Irish Claddagh-Ring, 18th century AD
This finger ring came from the Irish fishing village of Claddagh near Galway (County Galway). The ring shows two hands holding a heart with a crown. The heart stands for love, the hands for friendship and the crown for loyalty. Traditionally, a Claddagh ring is passed down through generations from mother to daughter or grandmother to granddaughter.
In Claddagh lived Richard Joyce from about 1660 to 1737. Shortly before his planned marriage, he was kidnapped by Algerian pirates and sold as a slave to a Moorish goldsmith, where he learned the craft. His masterpiece was this ring, which he created in longing for his fiancée far away, and which would later become known as the Claddagh ring. Joyce was bought free by the British King William III. with other British slaves in 1689 and was able to return to Claddagh where his fiancé was still waiting for him.
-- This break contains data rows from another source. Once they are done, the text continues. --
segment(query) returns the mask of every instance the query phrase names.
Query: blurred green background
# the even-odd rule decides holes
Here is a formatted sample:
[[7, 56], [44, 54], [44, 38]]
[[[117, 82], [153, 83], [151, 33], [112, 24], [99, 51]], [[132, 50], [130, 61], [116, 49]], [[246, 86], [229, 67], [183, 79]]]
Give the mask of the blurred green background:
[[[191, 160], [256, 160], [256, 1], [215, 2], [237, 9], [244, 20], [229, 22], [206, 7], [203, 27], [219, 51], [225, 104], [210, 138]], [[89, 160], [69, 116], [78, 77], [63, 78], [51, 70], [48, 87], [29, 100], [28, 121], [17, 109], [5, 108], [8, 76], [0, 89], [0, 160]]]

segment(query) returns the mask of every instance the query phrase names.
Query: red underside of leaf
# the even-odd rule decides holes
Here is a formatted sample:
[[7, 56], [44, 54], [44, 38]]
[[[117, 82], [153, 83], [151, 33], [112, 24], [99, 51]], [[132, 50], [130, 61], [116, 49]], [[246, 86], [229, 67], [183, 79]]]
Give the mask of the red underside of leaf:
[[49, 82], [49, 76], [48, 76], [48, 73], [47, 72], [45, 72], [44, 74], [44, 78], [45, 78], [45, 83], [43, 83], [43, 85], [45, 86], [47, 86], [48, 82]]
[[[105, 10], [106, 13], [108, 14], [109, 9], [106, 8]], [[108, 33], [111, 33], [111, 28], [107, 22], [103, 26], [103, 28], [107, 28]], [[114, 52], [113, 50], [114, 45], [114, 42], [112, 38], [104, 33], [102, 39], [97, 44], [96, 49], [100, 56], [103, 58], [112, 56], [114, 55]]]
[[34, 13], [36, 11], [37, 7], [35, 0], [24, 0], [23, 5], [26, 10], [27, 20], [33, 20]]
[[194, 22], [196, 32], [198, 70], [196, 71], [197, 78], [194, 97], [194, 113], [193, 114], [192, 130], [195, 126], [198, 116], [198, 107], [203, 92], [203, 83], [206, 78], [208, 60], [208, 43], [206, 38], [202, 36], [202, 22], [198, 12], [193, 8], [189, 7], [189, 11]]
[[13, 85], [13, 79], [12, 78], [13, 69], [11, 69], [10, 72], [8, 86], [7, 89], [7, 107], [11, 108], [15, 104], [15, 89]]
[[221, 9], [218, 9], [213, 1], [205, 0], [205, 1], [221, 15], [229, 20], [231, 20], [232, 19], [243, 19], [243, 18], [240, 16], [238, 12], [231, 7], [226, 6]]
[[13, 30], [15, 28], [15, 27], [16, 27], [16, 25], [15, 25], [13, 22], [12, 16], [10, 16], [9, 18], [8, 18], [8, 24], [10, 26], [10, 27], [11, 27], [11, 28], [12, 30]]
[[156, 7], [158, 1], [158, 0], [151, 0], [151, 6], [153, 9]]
Claddagh rings were and are used in Ireland as engagement and wedding rings.
If it is worn on the right hand and the tip of the heart points away from the wearer (i.e. towards the fingertips), it signals the search for a partner.
Worn on the right (with the heart pointing towards the wearer) indicates that a love bond already exists.
The ring on the left hand, point of the heart towards the wearer, corresponds to a wedding ring.